In a pattern we’ve noticed before, Fifth Street Finance (NASDAQ:FSC) provided a preview of fourth-quarter earnings (its fiscal first quarter), NAV and bad debt. The news looked pretty good. Simultaneously, the Company announced a major stock offering, just 3 months after the previous offering.
Fifth Street suggested net investment income per share would come in at between $0.21-$0.24 per share, down from $0.26 last quarter but expected due to the dilutive stock offering in September. That’s still below the recently-upped dividend of $0.30, suggesting that FSC is adopting the strategy of growing assets and earnings to catch up with its payout over time.
The NAV is projected to remain essentially unchanged, which means the stock (which closed Thursday at $11.74) is being sold at a premium to NAV. The market is clearly supportive, especially as FSC is proposing to sell 8 million shares to go with 50 million already outstanding.
Fifth Street suggests bad debt is limited to non-accruing loans at 2 companies, unchanged from the last reporting period. Or in other words, we don’t have credit surprises likely to jump out when the official results are announced.
Finally, FSC announced (very preliminarily) that another lender has been arranged, with a $100 million revolving line that will (presumably) be added to its 3-year facility with Wachovia.
Our initial conclusions are as follows:
1. FSC’s balance sheet looks rock solid at the moment.

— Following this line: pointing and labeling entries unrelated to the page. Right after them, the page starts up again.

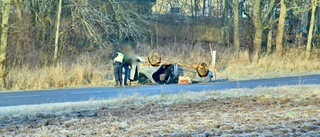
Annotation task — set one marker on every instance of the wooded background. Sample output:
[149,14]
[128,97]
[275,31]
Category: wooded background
[37,33]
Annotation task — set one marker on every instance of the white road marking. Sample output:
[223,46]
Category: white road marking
[303,80]
[88,92]
[25,96]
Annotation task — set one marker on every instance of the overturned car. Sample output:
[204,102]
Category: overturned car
[155,71]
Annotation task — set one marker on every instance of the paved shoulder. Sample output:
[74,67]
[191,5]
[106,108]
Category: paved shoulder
[83,94]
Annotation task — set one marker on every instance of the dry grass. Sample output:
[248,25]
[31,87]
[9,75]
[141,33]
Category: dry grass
[91,69]
[279,111]
[301,92]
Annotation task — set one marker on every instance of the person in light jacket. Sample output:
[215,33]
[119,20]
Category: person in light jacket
[117,64]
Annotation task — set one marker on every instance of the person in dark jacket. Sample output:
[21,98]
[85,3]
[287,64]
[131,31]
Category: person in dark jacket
[117,58]
[127,63]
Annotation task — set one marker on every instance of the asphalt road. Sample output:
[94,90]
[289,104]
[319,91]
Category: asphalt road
[84,94]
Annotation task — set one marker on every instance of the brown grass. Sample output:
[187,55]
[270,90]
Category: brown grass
[279,111]
[92,69]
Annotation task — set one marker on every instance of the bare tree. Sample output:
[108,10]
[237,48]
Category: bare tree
[4,38]
[261,22]
[282,18]
[236,25]
[312,23]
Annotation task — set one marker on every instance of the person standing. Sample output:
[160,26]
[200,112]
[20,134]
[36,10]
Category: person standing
[127,63]
[117,64]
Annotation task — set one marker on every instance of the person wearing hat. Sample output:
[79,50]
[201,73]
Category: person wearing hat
[127,62]
[117,64]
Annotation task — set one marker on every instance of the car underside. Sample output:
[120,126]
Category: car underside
[167,74]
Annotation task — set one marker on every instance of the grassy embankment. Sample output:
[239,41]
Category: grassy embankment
[91,69]
[278,111]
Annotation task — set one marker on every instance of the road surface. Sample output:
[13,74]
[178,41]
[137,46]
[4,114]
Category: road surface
[84,94]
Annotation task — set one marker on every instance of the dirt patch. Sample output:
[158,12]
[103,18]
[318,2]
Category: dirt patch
[230,116]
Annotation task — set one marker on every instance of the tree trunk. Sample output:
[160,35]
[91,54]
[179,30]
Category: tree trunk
[282,18]
[236,41]
[310,33]
[55,56]
[269,43]
[4,36]
[258,28]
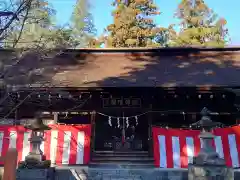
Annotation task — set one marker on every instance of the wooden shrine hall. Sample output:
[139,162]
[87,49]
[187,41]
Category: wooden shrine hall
[121,94]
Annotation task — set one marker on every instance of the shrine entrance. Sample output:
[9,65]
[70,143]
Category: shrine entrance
[121,133]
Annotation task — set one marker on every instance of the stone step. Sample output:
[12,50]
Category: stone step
[121,165]
[122,158]
[121,152]
[121,155]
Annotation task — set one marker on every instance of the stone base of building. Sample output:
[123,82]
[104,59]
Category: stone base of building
[40,174]
[206,172]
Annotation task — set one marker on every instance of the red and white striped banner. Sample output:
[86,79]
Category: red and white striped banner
[175,148]
[63,144]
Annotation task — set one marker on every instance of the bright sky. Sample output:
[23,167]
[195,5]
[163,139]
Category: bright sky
[229,9]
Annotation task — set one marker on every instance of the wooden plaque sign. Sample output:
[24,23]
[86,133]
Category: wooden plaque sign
[121,102]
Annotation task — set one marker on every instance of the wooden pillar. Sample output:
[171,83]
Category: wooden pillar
[150,143]
[10,164]
[17,121]
[93,118]
[55,117]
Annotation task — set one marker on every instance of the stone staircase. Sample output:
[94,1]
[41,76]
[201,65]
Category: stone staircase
[122,159]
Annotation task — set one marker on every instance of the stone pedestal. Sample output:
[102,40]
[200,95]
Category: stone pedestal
[206,172]
[39,174]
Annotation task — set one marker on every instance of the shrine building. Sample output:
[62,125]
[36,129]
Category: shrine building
[121,94]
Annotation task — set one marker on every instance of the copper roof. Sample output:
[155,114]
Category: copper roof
[130,67]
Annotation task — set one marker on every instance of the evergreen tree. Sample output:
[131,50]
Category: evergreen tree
[82,25]
[34,28]
[199,26]
[133,25]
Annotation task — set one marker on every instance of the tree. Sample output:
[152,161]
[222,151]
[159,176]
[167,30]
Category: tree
[31,34]
[82,25]
[133,25]
[199,26]
[35,27]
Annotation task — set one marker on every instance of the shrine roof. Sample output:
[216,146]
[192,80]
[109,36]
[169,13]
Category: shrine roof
[168,67]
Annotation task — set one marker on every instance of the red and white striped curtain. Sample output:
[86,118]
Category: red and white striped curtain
[63,144]
[175,148]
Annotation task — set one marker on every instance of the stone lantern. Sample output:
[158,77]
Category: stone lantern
[35,165]
[207,164]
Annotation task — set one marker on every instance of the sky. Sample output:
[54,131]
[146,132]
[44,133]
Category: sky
[101,10]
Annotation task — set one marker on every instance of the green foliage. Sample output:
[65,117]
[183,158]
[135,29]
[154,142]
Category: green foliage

With the new equity offering, the Company has more than a half-billion in equity and a maximum borrowing capacity of $250 million. All the debt is either SBIC or 3-year money, so there is reduced liquidity risk from mismatching loan assets and debt borrowings. This is no small matter. If we do face a double-dip recession, under-leveraged BDCs with available capital will be the best port in the storm.
2. Earnings per share will drop in the fiscal first quarter (calendar fourth quarter) and in the following quarter, thanks to these dilutions. Presumably, however, management will hold to the $0.30-per-quarter dividend until assets are deployed and earnings increase. The current yield is about 10.2%, which is OK.
3. We’re a little puzzled why FSC is accumulating so much cash and firepower at a time when good loan opportunities are still muted. Could an acquisition be in the crosshairs? Or is it just a matter of grabbing the money while it’s available?
4. A few days ago, we calculated that FSC could ramp up its assets to more than $600 million. After this last round of capital raising and new revolver, FSC could top out well past $750 million in assets and even aim at $1 billion. That would take it into the higher echelons of the BDC industry just a couple of years after its initial IPO. Does management have the proper set of skills and systems to maintain adequate credit quality with so much money to spend? With such a short history, it’s impossible to tell.